VoIP is Voice Over Internet Protocol. It is the technology that uses Internet protocol instead of phone switching technology for telephone calls. This can include voice calls, message services and facsimiles. Many consumers may not have heard of or much about VoIP yet, but that is likely to change in the very near future.
One example where VoIP technology is already in use and used by many consumers (although they may not realize it), is the use of prepaid telephone cards. Most prepaid long distance telephone cards use VoIP technology. The use of this technology allows the prepaid card providers to offer rates per minute that are much cheaper than standard long distance services.
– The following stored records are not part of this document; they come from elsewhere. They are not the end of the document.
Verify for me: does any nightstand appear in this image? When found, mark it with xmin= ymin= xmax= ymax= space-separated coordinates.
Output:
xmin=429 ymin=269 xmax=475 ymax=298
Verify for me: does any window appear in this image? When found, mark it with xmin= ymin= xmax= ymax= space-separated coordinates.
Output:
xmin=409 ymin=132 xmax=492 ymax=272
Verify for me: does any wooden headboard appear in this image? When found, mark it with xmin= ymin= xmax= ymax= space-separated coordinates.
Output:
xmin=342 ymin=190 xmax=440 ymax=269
Until recently, all telephone calls used the Public Switched Telephone Network (PSTN). When using PSTN, calls go through a local telephone company and then to a long distance provider. The signal is all in analog. VoIP technology, converts voice signals into digital signals.
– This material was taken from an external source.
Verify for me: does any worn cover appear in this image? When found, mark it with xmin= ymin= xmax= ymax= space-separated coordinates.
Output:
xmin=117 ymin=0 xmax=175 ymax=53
In 1995 Vocaltec Inc. released Internet Phone Software. This software could be used on PC’s that had modems, microphones, speakers and sound cards. Voice signals are then shipped over the Internet. Both the caller and the person being called had to have the same software. Thus, the first IP phone was born.
When VoIP was first started it was not looked upon as being very practical. However, VoIP started to gain more potential by 1998 and has continued to do so over the past few years. Some businesses began to set up gateways, which made PC-to-Phone and later Phone-to-Phone connections possible. Customers were often able to make free phone calls with a regular phone. Only North America offered this special service. Various advertising companies sponsored the marketing model. Normally a PC was needed to originate the call. Then phone-to-phone communication could be used. VoIP made up only about 1% of voice traffic at this point in time.
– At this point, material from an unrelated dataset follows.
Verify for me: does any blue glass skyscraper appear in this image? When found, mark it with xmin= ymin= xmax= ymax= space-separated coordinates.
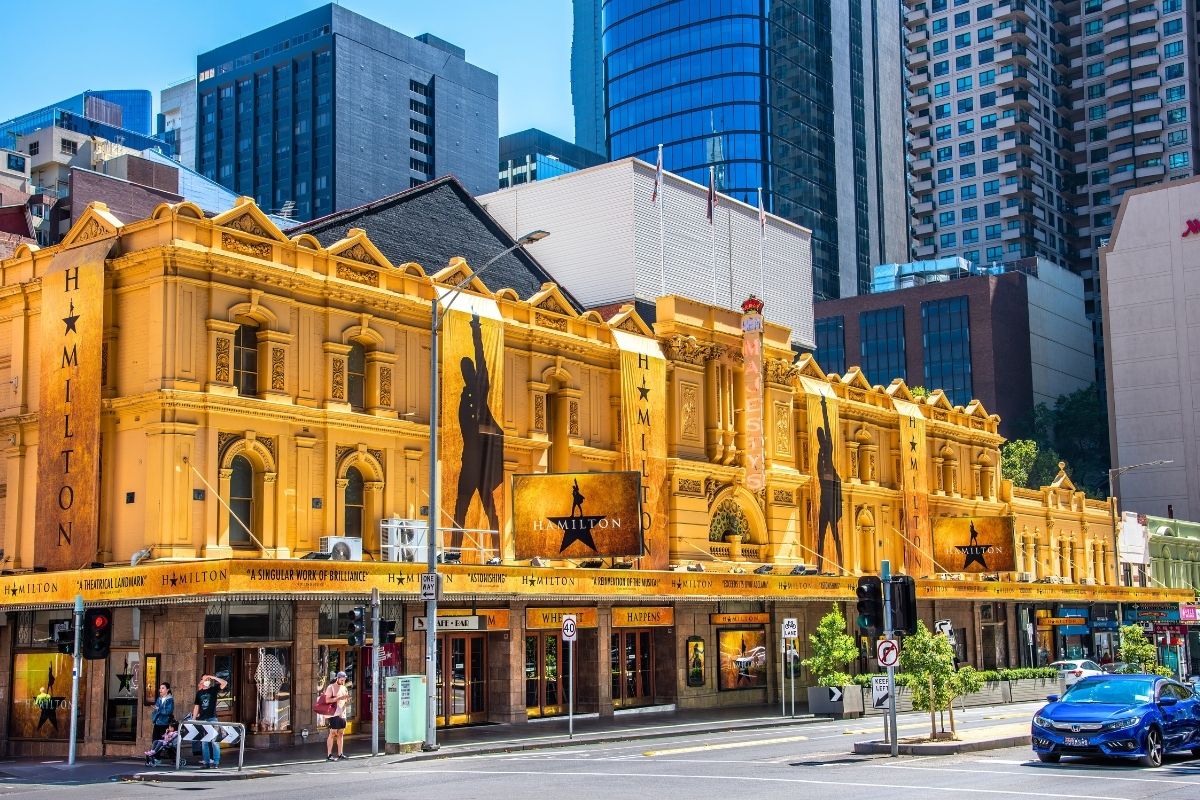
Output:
xmin=590 ymin=0 xmax=908 ymax=297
Now most IP switching and routing suppliers offer VOIP as a standard option on equipment. By the year 2000, VoIP made up over 3% of voice traffic. It is expected to increase substantially. VoIP traffic is expected to account for 25-40% of all international voice traffic.
VoIP may have once been looked upon as being a novelty, but it is growing in popularity and viability. Many technology providers now offer PC telephony software. There are also now many gateway manufacturers. Initially, VoIP offered PC-PC telephony trough the use of business intranets. With the advances in gateway infrastructure and telephony software, VoIP technology is also available over the Internet. VoIP may be a familiar term to all consumers very soon.